ENQUETELe «Far West» du financement participatif pour les animaux en détresse

Financement participatif: Le business opaque des cagnottes pour les animaux en détresse

ENQUETECertaines plateformes ne sont pas très transparentes…
Un chien dans un refuge animalier (Illustration).
Un chien dans un refuge animalier (Illustration).  - Tristan Reynaud/SIPA
Nicolas Raffin

Nicolas Raffin

L'essentiel

  • Plusieurs sites proposent aux internautes de faire des dons pour aider les associations d’aide aux animaux.
  • Les conditions et l’utilisation des dons ne sont parfois pas très claires.
  • La législation impose notamment de s’immatriculer sur un registre unique.

«Pauvre Papouille si fragile », « Bella est épileptique, tout est plus compliqué pour elle », « Trouvée mourante, Ariane veut vivre »… voici quelques exemples d’appels aux dons pour des animaux en détresse collectés sur le Web. Souvent accompagnés d’une photo de l’animal, ils jouent sur la corde sensible des donateurs potentiels.
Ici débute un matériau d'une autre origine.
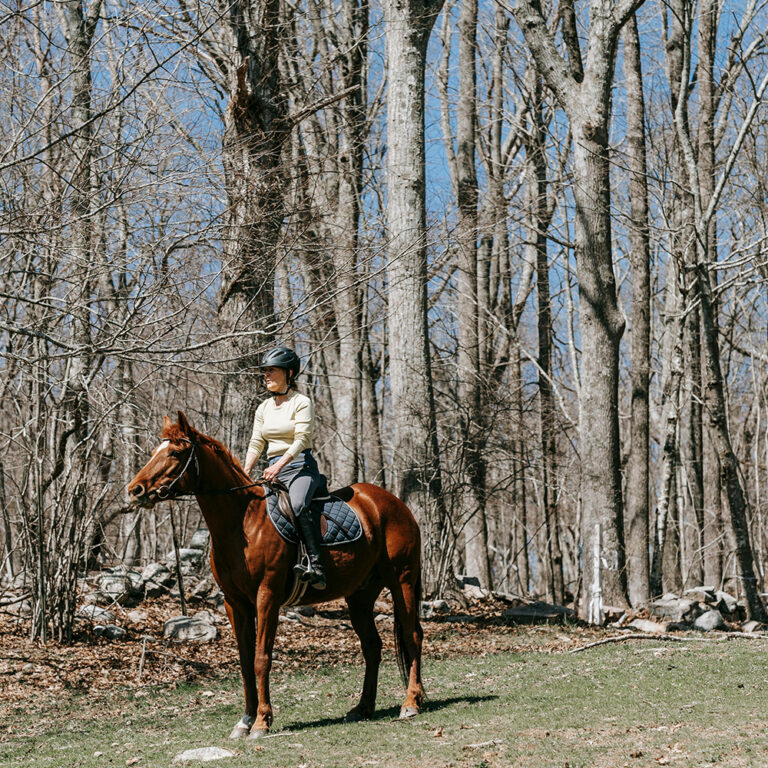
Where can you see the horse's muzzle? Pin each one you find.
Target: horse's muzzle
(140, 497)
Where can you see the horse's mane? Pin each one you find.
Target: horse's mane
(174, 433)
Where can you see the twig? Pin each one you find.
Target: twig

Sentant le bon filon, plusieurs sites de « crowdfunding » se sont lancés sur ce créneau. Leur principe : agréger les demandes de dons des associations pour leur donner plus de visibilité. Chaque fois qu’un internaute donne via la plateforme, celle-ci perçoit une commission. Jusqu’ici, rien de problématique, puisque ces sites ont tout à fait le droit de faire des bénéfices. En revanche, les pratiques plus ou moins transparentes de certains acteurs peuvent laisser planer le doute sur la bonne utilisation des dons.

Une obligation d’enregistrement

En théorie, les sites collectant des dons sont considérés depuis 2017 comme des « intermédiaires en financement participatif » (IFP). Pour être en règle, ils doivent posséder une assurance en cas de litige et s’enregistrer à l’Orias, un registre national. Ce n’est pas toujours le cas. 20 Minutes a ainsi consulté trois sites appelant à la générosité des internautes : clicanimaux.com, actuanimaux.com, et animalwebaction.com. Les deux derniers sont bien enregistrés à l’Orias.

En revanche, « clicanimaux » indiquait le 12 décembre que sa demande était en cours. Pourtant, un constat d’huissier que 20 Minutes a pu consulter montre que le site affiche ce message depuis plus de 4 mois, alors que l’Orias se prononce en deux mois maximum. Interrogée sur ce point, la société gérante du site n’avait pas répondu à nos demandes au moment de la publication de l’article.

« Beaucoup de plateformes ne sont pas au courant de la réglementation, explique Florence de Maupeou, coordinatrice générale de l’association Financement participatif France (FPF). Les contours de cette activité sont encore un peu flous ». En off, un acteur du crowdfunding se montre beaucoup plus direct : « c’est le Far West ! ». Il y a pourtant des shérifs chargés de réguler le secteur : la DGCCRF, qui a mené une action il y a quelques années, et l’Autorité de contrôle prudentiel et de résolution (ACPR). Mais cela ne semble pas suffisant.

Une mise à jour rapide

Dans sa charte de déontologie, l’association FPF rappelle le besoin d’une « information claire et complète concernant les règles comptables et fiscales ». Là encore, les sites pour aider les animaux en détresse ne vont pas forcément jusqu’au bout de la démarche. La plateforme « Clic animaux » n’affiche pas les commissions qu’elle prélève sur les dons des internautes.

C’était aussi le cas pour « Animal web action »…jusqu’à un mail envoyé par 20 Minutes mardi. Quelques heures après notre demande, le site a mis à jour sa foire aux questions : « Comme nous envoyons des produits et pas de l’argent, il n’y a pas de commission fixe, par exemple dans certains cas nos frais augmentent à cause de difficultés de livraison ou d’un temps de vérification de la collecte supérieur à la normale. En moyenne, nous proposons nos produits 5 à 30 % plus cher que sur d’autres sites e-commerce », indique-t-il.

« Le manque de transparence nuit à l’ensemble du secteur »

Quant au site « actu animaux », il indique clairement qu’il prélève une commission de 10 % sur chaque don. « Les donateurs sont des personnes qui s’investissent énormément pour les animaux, et ils ont le droit de savoir comment leur argent est utilisé, argumente Nicolas Biscaye, fondateur du site. Le manque de transparence nuit à l’ensemble du secteur. Cela risque de porter préjudice de manière plus générale à l’image du crowdfunding en France ».

« Actu animaux » a d’ailleurs décidé de lancer des publicités « comparatives » sur le coût des dons et leur utilisation. L’initiative a été fraîchement accueillie par ses concurrents : « Nous allons les assigner en justice », affirme l’un d’entre eux. Dans le « Far West » de l’aide aux animaux, il va y avoir quelques duels.